Q1: The behaviour of the left shift operator on negative values of signed integer types is undefined, as is the behaviour for positive values of signed integer types when the result E1 * 2^E2 is not representable in the type.

That is explicitly mentioned in section 6.5.7, paragraph 4 and 5 of the standard (n1570 draft):

4 The result of E1 << E2 is E1 left-shifted E2 bit positions; vacated bits are filled with zeros. If E1 has an unsigned type, the value of the result is E1 × 2^E2 , reduced modulo one more than the maximum value representable in the result type. If E1 has a signed type and nonnegative value, and E1 × 2^E2 is representable in the result type, then that is the resulting value; otherwise, the behavior is undefined.

Q2: The reduction modulo one more than the maximum value representable in the unsigned integer type means that the bits that are shifted out on the left are simply discarded.

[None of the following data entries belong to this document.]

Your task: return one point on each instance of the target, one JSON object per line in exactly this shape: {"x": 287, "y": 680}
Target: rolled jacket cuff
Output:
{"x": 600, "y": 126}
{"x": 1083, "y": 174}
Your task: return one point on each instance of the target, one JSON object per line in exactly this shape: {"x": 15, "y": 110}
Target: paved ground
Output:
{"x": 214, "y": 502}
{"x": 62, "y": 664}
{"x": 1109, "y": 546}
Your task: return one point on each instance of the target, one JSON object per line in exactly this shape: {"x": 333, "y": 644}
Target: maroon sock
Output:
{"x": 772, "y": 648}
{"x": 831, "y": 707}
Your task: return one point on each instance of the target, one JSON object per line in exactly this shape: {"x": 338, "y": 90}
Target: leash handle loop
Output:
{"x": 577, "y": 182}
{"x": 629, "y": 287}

Mathematically, if the maximal value of the unsigned type is 2^n - 1 (and it is always of that form), the result of shifting E1 left by E2 bits is the value V in the range from 0 to 2^n - 1 such that the difference

(E1 * 2^E2 - V)

is divisible by 2^n, that is, it’s the remainder you get when dividing E1 * 2^E2 by 2^n.

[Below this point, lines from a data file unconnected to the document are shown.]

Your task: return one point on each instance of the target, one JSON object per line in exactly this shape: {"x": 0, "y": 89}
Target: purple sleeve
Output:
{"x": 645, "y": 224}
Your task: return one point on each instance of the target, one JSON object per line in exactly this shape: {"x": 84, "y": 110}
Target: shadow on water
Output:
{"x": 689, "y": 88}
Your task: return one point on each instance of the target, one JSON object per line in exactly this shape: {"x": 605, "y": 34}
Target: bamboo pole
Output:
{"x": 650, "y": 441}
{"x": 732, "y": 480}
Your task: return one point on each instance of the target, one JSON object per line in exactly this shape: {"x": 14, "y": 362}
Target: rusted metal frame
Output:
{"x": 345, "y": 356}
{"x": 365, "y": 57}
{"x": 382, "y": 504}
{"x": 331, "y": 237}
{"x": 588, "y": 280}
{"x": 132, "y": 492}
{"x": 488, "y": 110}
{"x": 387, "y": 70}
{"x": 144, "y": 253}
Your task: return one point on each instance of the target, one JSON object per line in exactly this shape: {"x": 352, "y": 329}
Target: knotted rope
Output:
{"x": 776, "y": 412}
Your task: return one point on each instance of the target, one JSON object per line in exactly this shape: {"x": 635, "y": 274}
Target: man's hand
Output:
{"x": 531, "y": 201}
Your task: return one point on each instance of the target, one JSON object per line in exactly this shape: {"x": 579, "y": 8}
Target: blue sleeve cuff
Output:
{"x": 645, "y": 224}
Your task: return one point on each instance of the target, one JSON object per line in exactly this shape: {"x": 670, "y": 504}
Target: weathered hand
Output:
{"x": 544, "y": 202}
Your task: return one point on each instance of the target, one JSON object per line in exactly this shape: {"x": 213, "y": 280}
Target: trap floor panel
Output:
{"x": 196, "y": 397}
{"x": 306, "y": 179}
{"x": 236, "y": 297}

Q3: The behaviour upon shifting right negative values of signed integer types is implementation-defined. The most common behaviour (at least on two’s complement machines) is an arithmetic shift, that is, the result is the quotient rounded down (towards negative infinity).

5 The result of E1 >> E2 is E1 right-shifted E2 bit positions. If E1 has an unsigned type or if E1 has a signed type and a nonnegative value, the value of the result is the integral part of the quotient of E1 / 2^E2 . If E1 has a signed type and a negative value, the resulting value is implementation-defined.